Nel 1882 veniva istituita una legazione prussiana presso la S. Sede. Tuttavia le trattative si protraevano oltre il previsto. Se in pratica continuava la demolizione delle leggi, se si richiamavano i vescovi deposti e si restituiva piena libertà all'esercizio del culto, Bismarck rinviava la revisione generale di tutta la legislazione sperando che la popolazione e il clero finissero con l'adattarsi alla situazione e che le agevolazioni concesse provocassero un'incrinatura nella compagine dell'alto clero. Solo quando nel 1885 il papa ebbe provveduto alla sostituzione degli arcivescovi di Colonia e di Posen (Poznam) invisi al governo, si giunse alla fine della contesa. Bismarck abbandonò le leggi di maggio e la Curia riconobbe l'obbligo della notifica delle collazioni. Anche allora però si preferì procedere passo per passo con provvedimenti parziali che si protrassero fino al 1891.

Bismarck uscì dalla lotta senza che né lui né lo Stato perdessero il loro prestigio.

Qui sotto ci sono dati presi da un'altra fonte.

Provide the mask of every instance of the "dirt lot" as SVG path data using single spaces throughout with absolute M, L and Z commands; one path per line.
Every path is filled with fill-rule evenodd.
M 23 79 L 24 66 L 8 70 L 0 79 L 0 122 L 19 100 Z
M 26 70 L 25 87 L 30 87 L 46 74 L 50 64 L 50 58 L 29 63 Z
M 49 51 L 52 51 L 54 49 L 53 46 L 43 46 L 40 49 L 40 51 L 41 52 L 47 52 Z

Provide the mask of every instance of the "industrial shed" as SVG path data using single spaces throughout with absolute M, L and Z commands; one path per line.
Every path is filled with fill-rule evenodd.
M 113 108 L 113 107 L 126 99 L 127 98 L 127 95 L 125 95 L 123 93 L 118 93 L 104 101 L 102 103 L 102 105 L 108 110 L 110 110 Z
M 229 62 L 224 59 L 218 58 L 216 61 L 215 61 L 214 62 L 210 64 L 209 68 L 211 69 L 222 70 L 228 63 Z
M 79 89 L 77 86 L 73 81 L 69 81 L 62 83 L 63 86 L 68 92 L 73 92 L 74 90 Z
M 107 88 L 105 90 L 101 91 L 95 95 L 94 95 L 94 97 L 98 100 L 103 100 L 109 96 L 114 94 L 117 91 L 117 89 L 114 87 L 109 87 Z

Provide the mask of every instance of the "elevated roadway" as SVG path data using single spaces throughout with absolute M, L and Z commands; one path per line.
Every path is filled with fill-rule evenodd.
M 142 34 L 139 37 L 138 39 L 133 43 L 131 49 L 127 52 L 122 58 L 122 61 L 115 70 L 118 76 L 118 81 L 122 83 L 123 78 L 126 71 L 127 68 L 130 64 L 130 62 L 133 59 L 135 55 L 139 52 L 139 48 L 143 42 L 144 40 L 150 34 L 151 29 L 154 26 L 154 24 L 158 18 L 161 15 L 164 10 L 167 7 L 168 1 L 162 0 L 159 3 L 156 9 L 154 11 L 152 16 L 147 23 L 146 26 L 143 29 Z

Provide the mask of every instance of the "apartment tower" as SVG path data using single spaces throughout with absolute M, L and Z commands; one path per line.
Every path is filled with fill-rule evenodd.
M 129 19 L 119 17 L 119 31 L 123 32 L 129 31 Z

In ciò fu involontariamente aiutato dal Centro, che insisteva per una soppressione totale della legislazione del Kulturkampf e si piegava a stento agli ordini della Curia.

Comunemente si giudica il Kulturkampf come un errore di Bismarck. In realtà esso fu, più che una questione di politica e legislazione ecclesiastica, l'urto di due civiltà, di due spiriti diversi. Il Reich bismarckiano, creazione prussiana e protestante, poteva giungere a una sistemazione dei suoi rapporti con la Chiesa solo attraverso un conflitto. Certamente il Cancelliere di ferro era poco adatto a muoversi sul terreno dei rapporti con la Chiesa e non seppe distinguere il limite tra quello che la Chiesa è disposta a concedere e quello che non concede a nessun prezzo. D'altra parte l'articolo dello statuto prussiano non fu ristabilito; il matrimonio civile e l'obbligo della notifica delle collazioni sono rimasti nella legislazione tedesca, la legge poi contro i gesuiti rimase fino al 1917. Ma quello che più importa è che il partito cattolico fu condotto a collaborare al programma economico-sociale e quindi a rafforzare quel Reich contro cui aveva combattuto.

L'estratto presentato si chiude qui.